# RIES-RS Search Model
This document defines the core computational model implemented by `ries-rs`.
Goal: make the search behavior explicit, reproducible, and reviewable.
## Scope
This is the model for the core RIES-style equation search engine:
- expression representation (postfix / RPN)
- well-formedness rules
- complexity scoring
- match ranking
- deterministic ordering
This document does not define:
- report-mode category heuristics (`docs/COMPLEXITY.md` + `src/report.rs`, `src/metrics.rs`)
- PSLQ mode
- future experimental search branches
## Expression Representation
Expressions are stored in postfix notation (Reverse Polish Notation) as a sequence of symbols.
- Implementation type: `Expression` in `src/expr.rs`
- Symbol definitions and default weights: `src/symbol.rs`
- Runtime symbol-table overrides (weights/names): `src/symbol_table.rs`
Examples:
- `52/` -> `5/2`
- `xT` -> `tanpi(x)`
- `xCr` -> `1/cospi(x)`
## Symbol Classes (Arity)
Each symbol has a fixed arity category (`Seft` in code):
- `A`: atom / constant / variable (`0`-ary push)
- `B`: unary operator (`1`-input, `1`-output)
- `C`: binary operator (`2`-input, `1`-output)
The search model is defined over the active symbol set after applying CLI/profile filters (`-S`, `-N`, presets, user constants/functions, etc.).
## Well-Formedness Rule (Postfix Grammar)

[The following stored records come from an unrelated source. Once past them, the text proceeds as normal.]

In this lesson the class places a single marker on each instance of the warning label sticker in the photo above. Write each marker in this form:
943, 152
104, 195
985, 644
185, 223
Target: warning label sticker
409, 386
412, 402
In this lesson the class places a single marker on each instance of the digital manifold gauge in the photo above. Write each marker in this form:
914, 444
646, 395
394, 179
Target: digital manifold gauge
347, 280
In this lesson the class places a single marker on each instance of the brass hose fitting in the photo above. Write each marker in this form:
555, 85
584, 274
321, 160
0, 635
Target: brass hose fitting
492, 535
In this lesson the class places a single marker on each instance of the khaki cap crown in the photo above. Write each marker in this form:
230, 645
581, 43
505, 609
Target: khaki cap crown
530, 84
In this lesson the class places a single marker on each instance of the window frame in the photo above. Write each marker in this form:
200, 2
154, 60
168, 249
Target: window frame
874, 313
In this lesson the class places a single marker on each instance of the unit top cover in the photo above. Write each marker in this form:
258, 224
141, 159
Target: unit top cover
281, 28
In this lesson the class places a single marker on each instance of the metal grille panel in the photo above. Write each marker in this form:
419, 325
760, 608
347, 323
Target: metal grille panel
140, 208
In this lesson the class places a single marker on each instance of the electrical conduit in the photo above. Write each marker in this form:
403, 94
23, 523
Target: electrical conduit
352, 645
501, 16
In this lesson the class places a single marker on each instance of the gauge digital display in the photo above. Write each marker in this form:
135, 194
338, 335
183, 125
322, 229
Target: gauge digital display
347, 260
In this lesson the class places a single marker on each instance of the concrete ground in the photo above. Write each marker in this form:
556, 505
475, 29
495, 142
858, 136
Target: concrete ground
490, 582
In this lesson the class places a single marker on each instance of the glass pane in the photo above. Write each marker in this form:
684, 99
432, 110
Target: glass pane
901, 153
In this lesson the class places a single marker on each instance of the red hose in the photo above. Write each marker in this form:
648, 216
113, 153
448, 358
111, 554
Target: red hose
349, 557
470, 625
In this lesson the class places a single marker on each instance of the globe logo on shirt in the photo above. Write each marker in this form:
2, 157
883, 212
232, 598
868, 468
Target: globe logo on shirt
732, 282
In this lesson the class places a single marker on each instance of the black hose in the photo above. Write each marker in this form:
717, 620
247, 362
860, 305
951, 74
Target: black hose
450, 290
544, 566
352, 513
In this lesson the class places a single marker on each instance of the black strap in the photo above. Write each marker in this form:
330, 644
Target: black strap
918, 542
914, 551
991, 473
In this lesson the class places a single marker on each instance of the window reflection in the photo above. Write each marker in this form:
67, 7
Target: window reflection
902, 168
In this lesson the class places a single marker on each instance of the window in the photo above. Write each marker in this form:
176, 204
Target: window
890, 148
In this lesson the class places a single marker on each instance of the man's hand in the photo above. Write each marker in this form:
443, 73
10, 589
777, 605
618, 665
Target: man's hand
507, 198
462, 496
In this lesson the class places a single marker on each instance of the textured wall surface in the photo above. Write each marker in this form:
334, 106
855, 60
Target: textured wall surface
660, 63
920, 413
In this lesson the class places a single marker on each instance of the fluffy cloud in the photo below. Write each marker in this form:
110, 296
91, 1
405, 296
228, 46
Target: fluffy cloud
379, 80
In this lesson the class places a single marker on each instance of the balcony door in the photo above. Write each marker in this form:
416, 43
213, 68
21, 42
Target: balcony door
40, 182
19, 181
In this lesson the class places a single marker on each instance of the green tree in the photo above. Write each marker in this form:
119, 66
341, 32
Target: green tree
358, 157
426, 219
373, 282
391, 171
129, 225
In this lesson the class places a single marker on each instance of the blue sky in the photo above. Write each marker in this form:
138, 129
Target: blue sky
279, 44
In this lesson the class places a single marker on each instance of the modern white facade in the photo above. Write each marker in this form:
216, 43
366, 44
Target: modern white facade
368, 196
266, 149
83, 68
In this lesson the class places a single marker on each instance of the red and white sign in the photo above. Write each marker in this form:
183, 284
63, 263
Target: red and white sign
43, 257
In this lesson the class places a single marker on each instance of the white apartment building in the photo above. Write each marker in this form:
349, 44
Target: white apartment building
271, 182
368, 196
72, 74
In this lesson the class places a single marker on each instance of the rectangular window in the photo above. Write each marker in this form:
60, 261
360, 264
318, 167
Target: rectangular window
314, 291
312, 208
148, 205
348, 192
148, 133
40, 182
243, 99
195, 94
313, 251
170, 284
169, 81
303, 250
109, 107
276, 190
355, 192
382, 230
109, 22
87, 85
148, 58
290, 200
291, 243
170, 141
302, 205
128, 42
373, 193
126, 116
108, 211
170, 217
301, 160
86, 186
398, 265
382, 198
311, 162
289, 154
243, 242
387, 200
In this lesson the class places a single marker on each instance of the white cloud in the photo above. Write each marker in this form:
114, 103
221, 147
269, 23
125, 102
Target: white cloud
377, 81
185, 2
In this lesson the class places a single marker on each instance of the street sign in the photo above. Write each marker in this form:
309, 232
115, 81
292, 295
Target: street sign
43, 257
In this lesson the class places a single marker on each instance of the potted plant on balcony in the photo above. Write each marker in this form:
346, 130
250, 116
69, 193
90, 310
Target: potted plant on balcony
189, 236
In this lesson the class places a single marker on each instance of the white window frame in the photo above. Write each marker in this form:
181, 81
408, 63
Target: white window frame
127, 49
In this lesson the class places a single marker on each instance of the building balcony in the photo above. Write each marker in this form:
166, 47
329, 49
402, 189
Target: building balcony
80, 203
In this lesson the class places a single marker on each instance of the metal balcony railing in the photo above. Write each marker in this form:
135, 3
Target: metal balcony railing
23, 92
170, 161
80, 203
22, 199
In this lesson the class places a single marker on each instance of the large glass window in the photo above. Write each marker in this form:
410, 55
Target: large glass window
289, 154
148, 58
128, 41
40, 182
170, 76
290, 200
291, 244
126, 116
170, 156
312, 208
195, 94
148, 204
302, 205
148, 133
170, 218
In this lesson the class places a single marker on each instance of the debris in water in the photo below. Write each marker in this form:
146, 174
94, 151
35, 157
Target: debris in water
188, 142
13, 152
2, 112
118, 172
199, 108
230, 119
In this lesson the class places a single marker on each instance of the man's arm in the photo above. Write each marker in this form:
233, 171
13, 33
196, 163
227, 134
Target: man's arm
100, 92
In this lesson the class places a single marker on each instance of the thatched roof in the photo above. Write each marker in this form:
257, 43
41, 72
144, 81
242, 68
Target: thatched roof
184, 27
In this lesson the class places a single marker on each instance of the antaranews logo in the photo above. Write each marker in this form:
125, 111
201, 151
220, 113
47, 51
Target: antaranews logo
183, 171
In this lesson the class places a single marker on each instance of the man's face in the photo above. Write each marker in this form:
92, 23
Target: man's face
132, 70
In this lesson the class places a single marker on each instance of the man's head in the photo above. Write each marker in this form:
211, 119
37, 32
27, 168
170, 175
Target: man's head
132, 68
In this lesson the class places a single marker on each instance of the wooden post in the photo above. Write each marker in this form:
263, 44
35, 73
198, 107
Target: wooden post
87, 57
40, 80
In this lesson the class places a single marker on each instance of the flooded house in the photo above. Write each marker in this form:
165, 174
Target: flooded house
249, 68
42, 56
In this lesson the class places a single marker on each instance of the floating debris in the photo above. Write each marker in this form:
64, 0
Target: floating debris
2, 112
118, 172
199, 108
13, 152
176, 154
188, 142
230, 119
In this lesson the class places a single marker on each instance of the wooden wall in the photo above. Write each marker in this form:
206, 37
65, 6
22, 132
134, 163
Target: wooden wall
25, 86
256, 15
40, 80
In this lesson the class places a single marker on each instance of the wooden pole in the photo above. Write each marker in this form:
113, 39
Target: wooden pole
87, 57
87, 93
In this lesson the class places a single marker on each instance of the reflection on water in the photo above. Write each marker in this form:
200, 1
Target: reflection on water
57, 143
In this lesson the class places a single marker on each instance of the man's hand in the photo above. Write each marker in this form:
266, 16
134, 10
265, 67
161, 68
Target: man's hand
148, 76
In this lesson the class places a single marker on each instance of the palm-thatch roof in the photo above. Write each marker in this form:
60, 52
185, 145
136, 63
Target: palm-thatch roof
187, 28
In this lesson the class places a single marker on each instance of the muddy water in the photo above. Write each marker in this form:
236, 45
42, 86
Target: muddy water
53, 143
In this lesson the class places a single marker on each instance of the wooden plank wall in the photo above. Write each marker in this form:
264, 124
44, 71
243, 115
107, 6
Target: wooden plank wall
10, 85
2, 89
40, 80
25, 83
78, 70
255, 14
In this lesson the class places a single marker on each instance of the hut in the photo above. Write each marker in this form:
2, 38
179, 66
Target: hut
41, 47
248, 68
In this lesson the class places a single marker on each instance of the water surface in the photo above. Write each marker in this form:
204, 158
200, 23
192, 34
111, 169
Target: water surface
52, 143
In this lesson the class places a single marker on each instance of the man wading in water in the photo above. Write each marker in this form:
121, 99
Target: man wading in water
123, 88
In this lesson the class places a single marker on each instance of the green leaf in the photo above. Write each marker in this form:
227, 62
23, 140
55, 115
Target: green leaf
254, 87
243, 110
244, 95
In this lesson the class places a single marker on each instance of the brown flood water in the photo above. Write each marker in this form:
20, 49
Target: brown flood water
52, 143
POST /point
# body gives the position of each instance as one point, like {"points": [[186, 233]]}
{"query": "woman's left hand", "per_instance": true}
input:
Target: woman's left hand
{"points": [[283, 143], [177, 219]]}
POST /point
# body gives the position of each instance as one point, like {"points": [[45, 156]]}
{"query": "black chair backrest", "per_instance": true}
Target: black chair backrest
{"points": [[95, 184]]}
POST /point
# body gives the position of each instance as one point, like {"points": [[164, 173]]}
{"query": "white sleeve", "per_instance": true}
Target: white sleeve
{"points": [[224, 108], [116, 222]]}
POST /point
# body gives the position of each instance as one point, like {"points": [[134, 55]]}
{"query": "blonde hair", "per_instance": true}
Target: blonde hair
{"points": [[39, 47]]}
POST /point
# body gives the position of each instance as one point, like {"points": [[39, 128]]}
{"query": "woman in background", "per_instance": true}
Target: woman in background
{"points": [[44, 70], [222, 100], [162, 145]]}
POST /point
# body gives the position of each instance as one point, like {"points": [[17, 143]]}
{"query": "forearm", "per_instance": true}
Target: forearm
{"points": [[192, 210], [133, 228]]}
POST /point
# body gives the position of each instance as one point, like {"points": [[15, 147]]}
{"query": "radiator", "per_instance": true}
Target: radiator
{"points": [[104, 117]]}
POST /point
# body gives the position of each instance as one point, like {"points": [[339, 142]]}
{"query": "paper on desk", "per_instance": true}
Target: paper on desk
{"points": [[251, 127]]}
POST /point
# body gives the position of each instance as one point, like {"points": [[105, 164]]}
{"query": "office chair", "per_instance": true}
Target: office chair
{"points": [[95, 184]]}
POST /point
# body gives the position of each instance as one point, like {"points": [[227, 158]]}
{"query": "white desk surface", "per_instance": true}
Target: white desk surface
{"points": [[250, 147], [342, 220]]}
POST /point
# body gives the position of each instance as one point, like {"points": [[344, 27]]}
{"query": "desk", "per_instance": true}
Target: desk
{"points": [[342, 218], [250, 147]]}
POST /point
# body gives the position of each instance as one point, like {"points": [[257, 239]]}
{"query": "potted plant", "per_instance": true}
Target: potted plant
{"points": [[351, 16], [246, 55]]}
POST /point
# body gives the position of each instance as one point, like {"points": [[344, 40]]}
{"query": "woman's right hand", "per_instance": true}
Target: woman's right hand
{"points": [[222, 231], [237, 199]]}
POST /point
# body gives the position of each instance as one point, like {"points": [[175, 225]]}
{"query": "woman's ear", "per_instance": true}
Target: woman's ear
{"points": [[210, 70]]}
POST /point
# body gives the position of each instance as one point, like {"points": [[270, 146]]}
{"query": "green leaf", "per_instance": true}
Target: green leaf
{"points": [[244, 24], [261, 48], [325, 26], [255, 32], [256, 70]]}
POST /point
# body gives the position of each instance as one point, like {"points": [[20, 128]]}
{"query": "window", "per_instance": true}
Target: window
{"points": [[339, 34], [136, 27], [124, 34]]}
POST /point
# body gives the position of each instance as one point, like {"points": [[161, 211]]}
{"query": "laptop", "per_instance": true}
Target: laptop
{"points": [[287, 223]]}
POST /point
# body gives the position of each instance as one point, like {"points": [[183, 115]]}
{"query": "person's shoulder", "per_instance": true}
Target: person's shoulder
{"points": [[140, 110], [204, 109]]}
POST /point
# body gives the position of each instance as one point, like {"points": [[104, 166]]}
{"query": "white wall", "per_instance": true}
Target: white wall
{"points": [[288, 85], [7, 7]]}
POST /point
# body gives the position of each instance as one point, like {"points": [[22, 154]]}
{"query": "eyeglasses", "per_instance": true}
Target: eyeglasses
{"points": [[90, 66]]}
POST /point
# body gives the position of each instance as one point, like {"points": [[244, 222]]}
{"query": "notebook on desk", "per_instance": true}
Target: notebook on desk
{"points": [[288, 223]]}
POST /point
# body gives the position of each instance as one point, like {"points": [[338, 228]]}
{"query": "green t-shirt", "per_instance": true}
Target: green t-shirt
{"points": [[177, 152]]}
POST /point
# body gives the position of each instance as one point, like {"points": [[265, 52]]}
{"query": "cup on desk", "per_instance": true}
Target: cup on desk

`ries-rs` generates and evaluates only well-formed postfix expressions. Operationally:
1. Start with stack depth `d = 0`.
2. For each symbol:
- atom (`A`): `d := d + 1`
- unary (`B`): requires `d >= 1`, then `d := d`
- binary (`C`): requires `d >= 2`, then `d := d - 1`
3. A complete expression is valid iff final depth is exactly `1`.
Equivalent abstract grammar (stack-discipline form):
- atoms are terminals
- unary nodes apply to one valid subexpression
- binary nodes apply to two valid subexpressions
In infix form, parentheses are added according to precedence/associativity rules implemented in `src/expr.rs` (power is right-associative; multiplication/division bind tighter than addition/subtraction).
## Search Space Partition
RIES-style search builds equations by matching:
- LHS expressions containing `x`
- RHS expressions that are constant-only
The engine generates candidate expressions up to complexity limits, evaluates them numerically, and then tests LHS/RHS pairs with Newton refinement (unless disabled).
Search implementations:
- sequential: `search_with_stats_and_config`
- parallel: `search_parallel_with_stats_and_config`
- streaming: `search_streaming_with_config`
- one-sided: `search_one_sided_with_stats_and_config`
## Complexity Metric (Core Engine)
Core complexity is additive over active symbol weights.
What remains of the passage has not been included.